UF1: Persistència en fitxers

Resultats d'aprenentatge:

  1. Desenvolupa aplicacions que gestionen informació emmagatzemada en fitxers identificant el camp d’aplicació dels fitxers i utilitzant classes específiques.

I/O Overview

Input and Output - Source and Destination

The terms "input" and "output" can sometimes be a bit confusing. The input of one part of an application is often the output of another. Is an OutputStream a stream where output is written to, or output comes out from (for you to read)? After all, an InputStream outputs its data to the reading program, doesn't it? Personally, I found this a bit confusing back in the day when I first started out learning about Java IO.

In an attempt to clear out this possible confusion, I have tried to put some different names on input and output to try to link them conceptually to where the input comes from, and where the output goes.

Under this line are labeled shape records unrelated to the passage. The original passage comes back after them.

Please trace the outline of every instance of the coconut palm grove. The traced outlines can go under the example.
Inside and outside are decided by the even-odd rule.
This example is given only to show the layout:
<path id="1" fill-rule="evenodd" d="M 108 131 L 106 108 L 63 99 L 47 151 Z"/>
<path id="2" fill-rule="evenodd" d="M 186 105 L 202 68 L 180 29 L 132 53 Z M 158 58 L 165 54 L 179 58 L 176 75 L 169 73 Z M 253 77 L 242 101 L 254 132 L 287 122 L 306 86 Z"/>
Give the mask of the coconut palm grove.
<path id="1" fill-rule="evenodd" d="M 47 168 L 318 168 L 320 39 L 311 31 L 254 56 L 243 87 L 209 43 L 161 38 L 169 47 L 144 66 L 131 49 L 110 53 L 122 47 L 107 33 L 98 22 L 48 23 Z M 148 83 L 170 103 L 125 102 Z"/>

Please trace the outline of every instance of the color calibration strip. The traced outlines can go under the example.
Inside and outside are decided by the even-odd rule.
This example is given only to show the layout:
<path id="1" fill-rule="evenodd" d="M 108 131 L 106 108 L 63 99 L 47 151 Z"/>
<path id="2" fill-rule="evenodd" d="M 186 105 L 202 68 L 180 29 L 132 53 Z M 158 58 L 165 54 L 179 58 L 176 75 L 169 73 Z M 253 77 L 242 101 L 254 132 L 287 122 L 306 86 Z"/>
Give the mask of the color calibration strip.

Java's IO package mostly concerns itself with the reading of raw data from a source and writing of raw data to a destination. The most typical sources and destinations of data are these:

  • Files
  • Pipes
  • Network Connections
  • In-memory Buffers (e.g. arrays)
  • System.in, System.out, System.error

The diagram below illustrates the principle of a program reading data from a source and writing it to some destination:

Streams

IO Streams are a core concept in Java IO. A stream is a conceptually endless flow of data. You can either read from a stream or write to a stream. A stream is connected to a data source or a data destination. Streams in Java IO can be either byte based (reading and writing bytes) or character based (reading and writing characters).

The InputStream, OutputStream, Reader and Writer

A program that needs to read data from some source needs an InputStream or a Reader. A program that needs to write data to some destination needs an OutputStream or a Writer. This is also illustrated in the diagram below:

An InputStream or Reader is linked to a source of data. An OutputStream or Writer is linked to a destination of data.

Java IO Purposes and Features

Java IO contains many subclasses of the InputStream, OutputStream, Reader and Writer classes. The reason is, that all of these subclasses are addressing various different purposes. That is why there are so many different classes. The purposes addressed are summarized below:

  • File Access
  • Network Access
  • Internal Memory Buffer Access
  • Inter-Thread Communication (Pipes)
  • Buffering
  • Filtering
  • Parsing
  • Reading and Writing Text (Readers / Writers)
  • Reading and Writing Primitive Data (long, int etc.)
  • Reading and Writing Objects

These purposes are nice to know about when reading through the Java IO classes. They make it somewhat easier to understand what the classes are targeting.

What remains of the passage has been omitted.